Cette ambition globale pour Bordeaux a cependant des revers de médaille : Bordeaux n’a eu quasiment que deux maires, Chaban-Delmas et Juppé…
Chaban-Delmas a initié la métropolisation du pays : il a déplacé l’échelle communale. Cependant, Bordeaux a fini par absorber les richesses. Chaban-Delmas voulait changer le pays mais, paradoxalement, il a contribué avec Juppé à rendre sa ville plus exclusive et moins abordable.
Le gilet jaune, dont les manifestants ont revêtu la statue de Chaban-Delmas l’année dernière, revêt une symbolique ironique quand l’on sait que Chaban-Delmas prônait le renouveau après Mai 68.

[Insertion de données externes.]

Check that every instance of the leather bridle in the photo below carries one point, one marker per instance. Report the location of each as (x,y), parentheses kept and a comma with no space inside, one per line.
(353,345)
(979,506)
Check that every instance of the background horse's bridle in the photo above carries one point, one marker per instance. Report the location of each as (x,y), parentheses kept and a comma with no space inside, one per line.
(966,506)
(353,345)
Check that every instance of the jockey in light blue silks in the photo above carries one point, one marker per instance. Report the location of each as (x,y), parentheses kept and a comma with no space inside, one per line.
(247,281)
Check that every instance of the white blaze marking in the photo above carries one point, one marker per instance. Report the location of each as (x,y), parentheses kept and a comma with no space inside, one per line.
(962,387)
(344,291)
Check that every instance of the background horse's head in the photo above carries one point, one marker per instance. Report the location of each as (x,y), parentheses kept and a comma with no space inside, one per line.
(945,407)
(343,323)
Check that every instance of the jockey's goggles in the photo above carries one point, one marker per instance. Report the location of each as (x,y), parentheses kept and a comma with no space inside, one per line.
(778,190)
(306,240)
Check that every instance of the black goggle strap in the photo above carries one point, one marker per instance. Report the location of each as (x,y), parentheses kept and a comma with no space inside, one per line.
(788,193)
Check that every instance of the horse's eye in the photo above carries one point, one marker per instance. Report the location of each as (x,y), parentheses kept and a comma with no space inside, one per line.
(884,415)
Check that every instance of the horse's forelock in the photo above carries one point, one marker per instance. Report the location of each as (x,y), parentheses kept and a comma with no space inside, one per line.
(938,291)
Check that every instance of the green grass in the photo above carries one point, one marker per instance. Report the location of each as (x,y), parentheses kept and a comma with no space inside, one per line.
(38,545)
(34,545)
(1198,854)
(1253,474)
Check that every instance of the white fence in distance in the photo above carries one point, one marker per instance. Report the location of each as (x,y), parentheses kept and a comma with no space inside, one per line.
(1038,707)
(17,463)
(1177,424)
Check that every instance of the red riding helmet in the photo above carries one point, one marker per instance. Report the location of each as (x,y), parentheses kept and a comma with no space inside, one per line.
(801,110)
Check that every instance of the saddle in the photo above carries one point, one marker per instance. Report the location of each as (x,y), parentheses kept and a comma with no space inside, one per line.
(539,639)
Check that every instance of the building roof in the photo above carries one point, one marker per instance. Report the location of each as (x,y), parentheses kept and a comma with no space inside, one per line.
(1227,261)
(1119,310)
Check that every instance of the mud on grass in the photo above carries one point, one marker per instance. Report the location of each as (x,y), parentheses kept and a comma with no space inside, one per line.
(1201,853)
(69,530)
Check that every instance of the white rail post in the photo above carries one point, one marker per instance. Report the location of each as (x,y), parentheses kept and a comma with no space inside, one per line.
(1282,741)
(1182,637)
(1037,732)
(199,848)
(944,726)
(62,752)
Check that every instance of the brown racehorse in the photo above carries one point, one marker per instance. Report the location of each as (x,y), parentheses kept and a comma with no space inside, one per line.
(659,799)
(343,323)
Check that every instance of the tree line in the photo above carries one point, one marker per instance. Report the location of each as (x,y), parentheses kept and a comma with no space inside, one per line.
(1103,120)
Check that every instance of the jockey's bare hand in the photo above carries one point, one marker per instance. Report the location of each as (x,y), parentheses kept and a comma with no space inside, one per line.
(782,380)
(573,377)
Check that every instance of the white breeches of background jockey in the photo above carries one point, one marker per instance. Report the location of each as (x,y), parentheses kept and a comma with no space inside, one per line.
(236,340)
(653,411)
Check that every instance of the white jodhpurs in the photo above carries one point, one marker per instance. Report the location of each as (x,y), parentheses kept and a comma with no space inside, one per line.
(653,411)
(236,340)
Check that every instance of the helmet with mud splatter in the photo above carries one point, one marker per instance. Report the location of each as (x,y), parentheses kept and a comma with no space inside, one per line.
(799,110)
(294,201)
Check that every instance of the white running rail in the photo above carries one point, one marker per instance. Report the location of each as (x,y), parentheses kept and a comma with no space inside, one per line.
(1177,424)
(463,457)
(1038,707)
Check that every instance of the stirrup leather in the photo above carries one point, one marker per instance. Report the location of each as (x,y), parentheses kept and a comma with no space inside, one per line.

On arrive aujourd’hui à la fin du modèle métropolitain.
Peut-on revenir sur le parcours de Jacques Chirac à la Mairie de Paris ? Dans quelle mesure a-t-il utilisé Paris pour faire campagne aux présidentielles ?
Chirac n’a pas eu de prédécesseur, il a été le 1er maire de Paris, avec toute la symbolique de la capitale dans l’histoire de France.
Chirac revendiquait, certes, un double enracinement : rural et urbain. Mais il se présentait comme le 1er des maires, en capacité de porter ses revendications dans toutes les institutions.
Il a inventé le statut de maire de Paris, à travers l’instauration d’un protocole, l’usage qu’il a fait des cérémonies et commémorations comme celles liées à la Libération, mais aussi la création de l’Association internationale des villes francophones destinée à tisser des liens avec d’autres capitales et à développer une certaine diplomatie.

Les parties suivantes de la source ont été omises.